The pro-fibrotic connective tissue growth factor (CTGF/CCN2) correlates with the number of necrotic-regenerative foci in dystrophic muscle.

Connective tissue growth factor (CTGF/CCN2) has strong inflammatory and profibrotic activities. Its expression is enhanced in skeletal muscular dystrophies such as Duchenne muscular dystrophy (DMD), a myopathy characterized by exacerbated inflammation and fibrosis. In dystrophic tissue, necrotic-regenerative foci, myofibroblasts, newly-regenerated muscle fibers and necrosis all occur simultaneously. To determine if CCN2 is involved in the appearance of the foci, we studied their presence and characteristics in mdx mice (DMD mouse model) compared to mdx mice hemizygous for CCN2 (mdx-Ccn2+/-). We used laser capture microdissection followed by gene expression and immunofluorescence analyses to investigate fibrotic, inflammation and regeneration markers in damaged and non-damaged areas in mdx and mdx-Ccn2+/- skeletal muscle. Mdx mice foci express elevated mRNAs levels of transforming growth factor type beta, collagen, fibronectin, the myofribroblast marker α-SMA, and the myogenic transcription factor myogenin. Mdx foci also show elevated levels of MCP-1 and CD-68 positive cells, indicating that CCN2 could be inducing an inflammatory response. We found a significant reduction in the number of foci in mdx-Ccn2+/- mice muscle. Fibrotic and inflammatory markers were also decreased in these foci. We did not observe any difference in Pax7 mRNA levels, a marker for satellite cells, in mdx mice compared to mdx-Ccn2+/- mice. Thus, CCN2 appears to be involved in the fibrotic response as well as in the inflammatory response in the dystrophic skeletal muscle.

SMAD3 and SP1/SP3 Transcription Factors Collaborate to Regulate Connective Tissue Growth Factor Gene Expression in Myoblasts in Response to Transforming Growth Factor ß.

Fibrotic disorders are characterized by an increase in extracellular matrix protein expression and deposition, Duchene Muscular Dystrophy being one of them. Among the factors that induce fibrosis are Transforming Growth Factor type ß (TGF-ß) and the matricellular protein Connective Tissue Growth Factor (CTGF/CCN2), the latter being a target of the TGF-ß/SMAD signaling pathway and is the responsible for the profibrotic effects of TGF-ß. Both CTGF and TGF are increased in tissues affected by fibrosis but little is known about the regulation of the expression of CTGF mediated by TGF-ß in muscle cells.
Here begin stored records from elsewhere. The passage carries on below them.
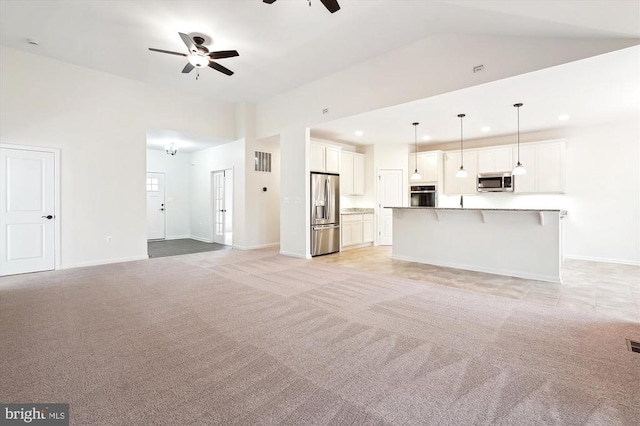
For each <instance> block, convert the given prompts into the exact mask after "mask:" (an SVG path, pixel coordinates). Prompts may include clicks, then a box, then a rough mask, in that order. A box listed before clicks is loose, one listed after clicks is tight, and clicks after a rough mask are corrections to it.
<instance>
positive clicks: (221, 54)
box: [207, 50, 239, 59]
mask: <svg viewBox="0 0 640 426" xmlns="http://www.w3.org/2000/svg"><path fill="white" fill-rule="evenodd" d="M207 56H209V57H210V58H211V59H223V58H232V57H234V56H239V53H238V51H237V50H219V51H217V52H211V53H209V54H208V55H207Z"/></svg>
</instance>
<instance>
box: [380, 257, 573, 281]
mask: <svg viewBox="0 0 640 426" xmlns="http://www.w3.org/2000/svg"><path fill="white" fill-rule="evenodd" d="M391 258H392V259H397V260H406V261H408V262H416V263H426V262H424V261H423V260H421V259H416V258H413V257H411V256H391ZM429 265H436V266H444V267H445V268H454V269H464V270H465V271H475V272H484V273H487V274H495V275H503V276H507V277H518V278H525V279H528V280H537V281H547V282H552V283H558V284H562V278H561V277H557V276H554V275H541V274H530V273H526V272H525V273H523V272H521V271H511V270H507V269H499V268H495V269H494V268H485V267H482V266H477V265H466V264H458V263H449V262H437V261H430V262H429Z"/></svg>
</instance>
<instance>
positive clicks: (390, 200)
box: [378, 170, 404, 246]
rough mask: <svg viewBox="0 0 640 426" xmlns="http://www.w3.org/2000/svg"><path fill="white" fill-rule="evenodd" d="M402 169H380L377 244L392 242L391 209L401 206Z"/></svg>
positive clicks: (392, 240) (392, 225) (392, 234)
mask: <svg viewBox="0 0 640 426" xmlns="http://www.w3.org/2000/svg"><path fill="white" fill-rule="evenodd" d="M402 174H403V173H402V170H380V173H379V175H378V245H381V246H390V245H392V244H393V210H392V209H388V208H385V207H402V206H403V205H404V204H403V202H402V194H403V190H402V188H403V185H402Z"/></svg>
By using luciferase reporter assays, site directed mutagenesis and specific inhibitors in C2C12 cells; we described a novel SMAD Binding Element (SBE) located in the 5' UTR region of the CTGF gene important for the TGF-ß-mediated expression of CTGF in myoblasts. In addition, our results suggest that additional transcription factor binding sites (TFBS) present in the 5' UTR of the CTGF gene are important for this expression and that SP1/SP3 factors are involved in TGF-ß-mediated CTGF expression.